Corny melody for 14-30 bars, two bars of silence and insert some chav tellin you you to fuck your mother, then bang! Add wobbles, lasers and generic halt-time beats.

In all seriousness though, if you want your drop to have some impact there are a few ways to do it, as said before, structure is key, but there is more.

For a banger:

On the first beat of your drop you're gonna want to fill up as much off the audio spectrum as possible (that is 20Hz - 20 kHz), dont go completely all out and ram every possible noise in there or you're gonna go majorly in the red, but a good recipe for dubstep would be sub bass sweep, big midrange bass, a fairly solid beat and a crash cymbal or some white noise.
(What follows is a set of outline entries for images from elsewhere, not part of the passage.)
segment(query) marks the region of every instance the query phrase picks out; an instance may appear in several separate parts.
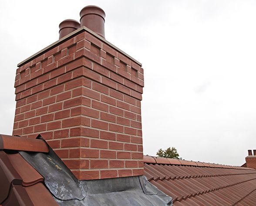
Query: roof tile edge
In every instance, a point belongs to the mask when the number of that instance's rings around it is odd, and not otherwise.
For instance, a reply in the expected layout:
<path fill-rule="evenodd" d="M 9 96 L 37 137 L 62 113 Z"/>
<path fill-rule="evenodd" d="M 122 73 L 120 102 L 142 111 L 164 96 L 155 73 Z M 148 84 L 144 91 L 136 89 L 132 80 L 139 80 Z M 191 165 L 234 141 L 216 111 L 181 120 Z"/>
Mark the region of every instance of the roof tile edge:
<path fill-rule="evenodd" d="M 53 48 L 59 45 L 59 44 L 61 44 L 63 42 L 73 37 L 74 36 L 75 36 L 77 34 L 79 34 L 79 33 L 81 33 L 83 31 L 87 31 L 87 32 L 90 33 L 91 34 L 94 35 L 94 36 L 95 36 L 97 38 L 99 39 L 101 41 L 103 41 L 104 42 L 105 42 L 105 43 L 106 43 L 107 44 L 108 44 L 108 45 L 109 45 L 111 47 L 115 49 L 116 49 L 118 52 L 120 52 L 121 53 L 122 53 L 124 55 L 126 56 L 127 56 L 128 58 L 129 58 L 130 59 L 131 59 L 132 61 L 135 62 L 136 63 L 137 63 L 137 64 L 139 65 L 140 66 L 142 66 L 142 65 L 141 63 L 140 63 L 140 62 L 139 62 L 137 60 L 136 60 L 135 59 L 131 57 L 130 56 L 128 55 L 126 53 L 125 53 L 125 52 L 121 50 L 120 49 L 118 48 L 118 47 L 117 47 L 116 46 L 115 46 L 113 45 L 112 43 L 110 43 L 108 41 L 107 41 L 104 38 L 103 38 L 101 36 L 100 36 L 98 35 L 98 34 L 96 33 L 95 32 L 92 31 L 91 30 L 88 29 L 87 27 L 86 27 L 84 26 L 81 26 L 79 29 L 76 29 L 75 31 L 74 31 L 74 32 L 71 32 L 71 33 L 69 33 L 67 35 L 63 37 L 63 38 L 60 39 L 59 40 L 56 41 L 55 42 L 53 43 L 52 44 L 51 44 L 50 45 L 48 46 L 45 47 L 45 48 L 39 51 L 38 52 L 36 53 L 35 54 L 34 54 L 33 55 L 31 56 L 30 57 L 28 57 L 28 58 L 26 59 L 24 61 L 23 61 L 22 62 L 18 63 L 18 65 L 17 65 L 17 66 L 18 67 L 20 67 L 20 66 L 26 64 L 28 62 L 31 61 L 32 60 L 34 59 L 35 59 L 37 57 L 40 56 L 44 52 L 51 49 L 52 49 Z"/>
<path fill-rule="evenodd" d="M 236 170 L 253 170 L 253 168 L 243 167 L 239 166 L 231 166 L 223 164 L 216 164 L 214 163 L 206 163 L 201 162 L 195 162 L 186 160 L 178 160 L 176 159 L 159 157 L 149 155 L 144 155 L 143 161 L 144 163 L 152 164 L 164 164 L 175 165 L 182 165 L 193 167 L 215 167 L 221 168 L 235 169 Z"/>

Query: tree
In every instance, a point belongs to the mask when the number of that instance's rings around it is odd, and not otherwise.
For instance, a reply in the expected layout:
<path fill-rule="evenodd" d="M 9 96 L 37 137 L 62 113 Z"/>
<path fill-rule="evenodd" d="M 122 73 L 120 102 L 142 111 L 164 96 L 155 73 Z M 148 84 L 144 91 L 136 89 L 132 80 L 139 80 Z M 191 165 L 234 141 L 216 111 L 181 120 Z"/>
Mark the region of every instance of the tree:
<path fill-rule="evenodd" d="M 179 157 L 179 153 L 177 152 L 177 150 L 174 147 L 168 148 L 164 151 L 162 150 L 162 148 L 160 149 L 156 153 L 156 155 L 158 157 L 166 157 L 182 160 L 181 157 Z"/>

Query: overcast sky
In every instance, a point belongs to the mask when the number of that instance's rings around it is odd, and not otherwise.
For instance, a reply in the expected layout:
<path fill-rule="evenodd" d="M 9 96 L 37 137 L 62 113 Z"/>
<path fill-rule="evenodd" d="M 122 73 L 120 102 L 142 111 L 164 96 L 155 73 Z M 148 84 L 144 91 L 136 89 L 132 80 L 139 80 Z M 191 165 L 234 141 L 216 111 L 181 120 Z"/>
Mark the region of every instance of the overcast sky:
<path fill-rule="evenodd" d="M 12 133 L 18 63 L 57 41 L 84 6 L 106 39 L 142 63 L 144 154 L 231 165 L 256 149 L 256 3 L 231 0 L 0 1 L 0 133 Z"/>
For the more musically inclined:

It will come down to chord structure, you'll want the last chord to sound as if it wants to resolve somewhere, for example the 12 bar blues which has been used a billion times (cause it works), you play I,IV,V in C major, V or G feels like it wants to resolve to I, so when you get to the end of your build and the V chord plays into the your I chord it makes everyone feel warm and fuzzy inside, it goes from unstable to comfortable, euphoria ting.

I hope you can make sense out of that last bit, but its hard to explain without writing a billion words.

Put those two ideas together and you have yourself some musical and production genius.